I played around with different values for p0
, and while changing p0
indeed changes the result, I do not get a line reasonably well fitted to the data.
Why does this model fitting method fail? How can I improve get a good fit?

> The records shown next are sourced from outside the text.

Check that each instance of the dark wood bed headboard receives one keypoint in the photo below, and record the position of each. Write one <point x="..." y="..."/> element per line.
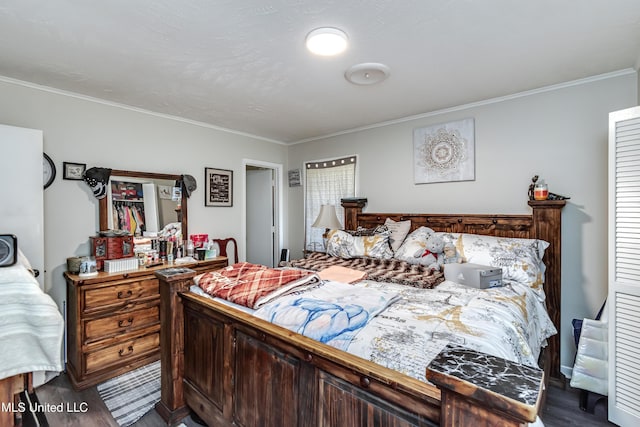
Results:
<point x="543" y="223"/>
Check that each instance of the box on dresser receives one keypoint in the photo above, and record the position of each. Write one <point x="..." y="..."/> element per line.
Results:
<point x="106" y="248"/>
<point x="114" y="321"/>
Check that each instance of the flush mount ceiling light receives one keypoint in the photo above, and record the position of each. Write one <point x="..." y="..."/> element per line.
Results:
<point x="367" y="73"/>
<point x="326" y="41"/>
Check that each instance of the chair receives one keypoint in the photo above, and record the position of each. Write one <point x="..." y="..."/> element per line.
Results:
<point x="223" y="246"/>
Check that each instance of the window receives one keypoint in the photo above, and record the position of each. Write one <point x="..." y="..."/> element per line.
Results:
<point x="326" y="182"/>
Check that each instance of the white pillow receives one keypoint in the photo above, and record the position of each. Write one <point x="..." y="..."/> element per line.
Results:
<point x="399" y="230"/>
<point x="520" y="259"/>
<point x="344" y="245"/>
<point x="414" y="242"/>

The whole code can be found here.
The original version of this question was posted here.
EDIT:
PyCharm gives a warning for the p0
part of the code:
Expected type 'Union[None,int,float,complex]', got 'List[Union[int,float],Any]]' instead
which with I don't know how to deal with, but might be relevant.